Flexible discharge valve

Technical Field

The invention relates to a discharge valve with two side walls extending opposite one another in the flow direction, wherein the two side walls are arranged at the front end in the flow direction, form a discharge opening between one another at the rear end in the flow direction, are elastic, and at least one force-transmitting connecting plate is articulated between the inner sides of the two side walls in order to connect the two side walls according to the biomimetic fin principle.

Background

From the prior art, the so-called biomimetic fin effect is known, which is based on the fin principle of bony fish, which is bent in the opposite direction to the desired direction of pressure. This natural working principle has been used as a basis for and developed for various product technical structures. The basic principle here consists in that the two side walls are embodied elastically deformable and that a plurality of webs is usually arranged between the two side walls, so that forces acting on one of the two side walls are coupled in the other side wall. It is generally pressure-related, but is correspondingly applicable to tension. The effect here is that the two side walls can at least partially undergo deformation with respect to the force.

Against this background, an adjusting device for a motor vehicle seat is known from DE 102012017823B 4. The adjustment device has an adjustment component and an expansion body arranged in the adjustment component. The expansion body is arranged in such a way that it causes a displacement of the adjustment element by filling with a liquid, in particular air, or/and emptying. The adjustment member has a fin beam structure with transverse plates extending between fin beam sections connecting the fin beam sections. The adjustment component also has a support projection which is arranged only on the first fin beam section, wherein the expansion body is arranged between the support projection and the transverse plate.

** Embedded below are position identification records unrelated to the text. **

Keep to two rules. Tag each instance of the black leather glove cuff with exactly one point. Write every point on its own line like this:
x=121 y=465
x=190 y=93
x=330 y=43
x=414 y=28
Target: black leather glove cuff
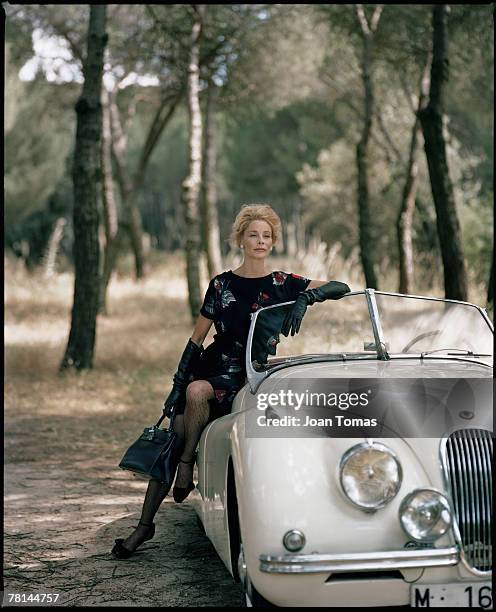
x=188 y=361
x=333 y=290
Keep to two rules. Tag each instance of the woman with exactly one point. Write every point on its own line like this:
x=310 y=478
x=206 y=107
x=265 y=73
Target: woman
x=204 y=389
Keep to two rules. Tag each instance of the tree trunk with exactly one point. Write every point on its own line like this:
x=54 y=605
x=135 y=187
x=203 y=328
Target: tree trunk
x=431 y=118
x=110 y=217
x=53 y=246
x=192 y=183
x=128 y=193
x=86 y=175
x=210 y=215
x=367 y=246
x=405 y=217
x=490 y=287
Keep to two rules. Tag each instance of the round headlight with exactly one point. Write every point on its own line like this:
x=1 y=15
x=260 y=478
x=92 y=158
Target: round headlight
x=425 y=515
x=370 y=475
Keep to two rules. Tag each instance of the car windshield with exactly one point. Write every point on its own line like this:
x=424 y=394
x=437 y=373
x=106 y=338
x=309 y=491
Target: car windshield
x=332 y=327
x=419 y=325
x=406 y=324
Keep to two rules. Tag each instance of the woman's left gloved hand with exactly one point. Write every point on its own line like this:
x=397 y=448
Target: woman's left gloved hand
x=181 y=378
x=333 y=290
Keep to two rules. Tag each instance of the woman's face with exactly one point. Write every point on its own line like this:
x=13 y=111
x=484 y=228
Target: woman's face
x=257 y=239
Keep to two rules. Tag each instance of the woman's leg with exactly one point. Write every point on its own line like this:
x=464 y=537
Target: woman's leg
x=155 y=495
x=196 y=417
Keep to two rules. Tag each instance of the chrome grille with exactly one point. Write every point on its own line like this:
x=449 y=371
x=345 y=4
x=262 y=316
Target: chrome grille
x=467 y=461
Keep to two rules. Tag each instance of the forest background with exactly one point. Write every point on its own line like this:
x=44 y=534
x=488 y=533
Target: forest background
x=311 y=108
x=282 y=95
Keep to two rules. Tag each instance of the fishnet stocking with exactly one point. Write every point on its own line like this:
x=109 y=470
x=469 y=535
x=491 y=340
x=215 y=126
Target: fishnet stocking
x=155 y=495
x=195 y=418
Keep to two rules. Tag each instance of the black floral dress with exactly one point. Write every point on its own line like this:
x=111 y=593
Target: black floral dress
x=229 y=301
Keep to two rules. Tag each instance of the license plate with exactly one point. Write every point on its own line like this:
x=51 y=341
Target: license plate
x=460 y=595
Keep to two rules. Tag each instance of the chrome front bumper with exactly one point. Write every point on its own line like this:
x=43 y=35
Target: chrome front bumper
x=397 y=559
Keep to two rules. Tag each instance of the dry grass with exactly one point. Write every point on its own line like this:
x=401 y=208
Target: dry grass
x=140 y=341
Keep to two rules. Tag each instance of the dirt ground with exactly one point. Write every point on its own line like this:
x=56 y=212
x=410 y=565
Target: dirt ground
x=65 y=499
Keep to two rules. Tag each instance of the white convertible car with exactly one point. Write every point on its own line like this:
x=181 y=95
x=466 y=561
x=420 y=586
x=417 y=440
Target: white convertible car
x=311 y=516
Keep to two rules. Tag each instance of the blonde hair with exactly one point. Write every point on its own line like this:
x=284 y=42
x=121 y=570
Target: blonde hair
x=254 y=212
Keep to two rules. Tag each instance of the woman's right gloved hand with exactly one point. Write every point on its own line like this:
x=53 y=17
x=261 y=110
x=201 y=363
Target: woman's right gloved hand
x=182 y=377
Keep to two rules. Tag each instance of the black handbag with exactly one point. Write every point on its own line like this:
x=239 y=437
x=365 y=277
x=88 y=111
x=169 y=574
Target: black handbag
x=153 y=455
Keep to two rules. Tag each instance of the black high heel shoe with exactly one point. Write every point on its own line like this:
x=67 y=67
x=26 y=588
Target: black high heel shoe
x=119 y=551
x=181 y=493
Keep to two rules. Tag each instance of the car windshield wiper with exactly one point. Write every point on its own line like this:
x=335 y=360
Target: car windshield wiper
x=460 y=352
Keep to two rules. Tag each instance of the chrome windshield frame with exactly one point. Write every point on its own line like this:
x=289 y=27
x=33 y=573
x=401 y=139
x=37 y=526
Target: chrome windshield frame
x=255 y=378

Furthermore, a door element is known from EP 2422034B 1, which is movable between a closed position, in which the door element extends over a door opening, so that the door element at least partially closes the door opening, and an open position, wherein at least a part of the door element is moved into an unlocked position with respect to the door opening. The door element comprises: a first flexible side element for transmitting a pulling force, the side element comprising a proximal end and a distal end; a second flexible side member for resisting compressive forces, the side member including a proximal end and a distal end, wherein the first and second side members are coupled to each other at the distal ends thereof; a plurality of connecting ribs flexibly coupled to the first and second side members for transferring a pulling force between the first and second side members; and an actuator for applying a longitudinal pulling force to the proximal end of the first lateral element, wherein a resulting deformation of the first lateral element by the second lateral element is transmitted via the connecting rib into a movement of the door element in the open position.

DE 112011100345T 5 discloses a fluid conveying device which has one or more drive bodies in the conveying direction, which can be driven by means of a drive system in a transversely oscillating manner in the conveying direction. By means of a corresponding translational or partially pivotal movement of these drive bodies, an acceleration of the fluid is achieved in the manner of the fin principle known from biology, for example aerodynamics and hydrodynamics.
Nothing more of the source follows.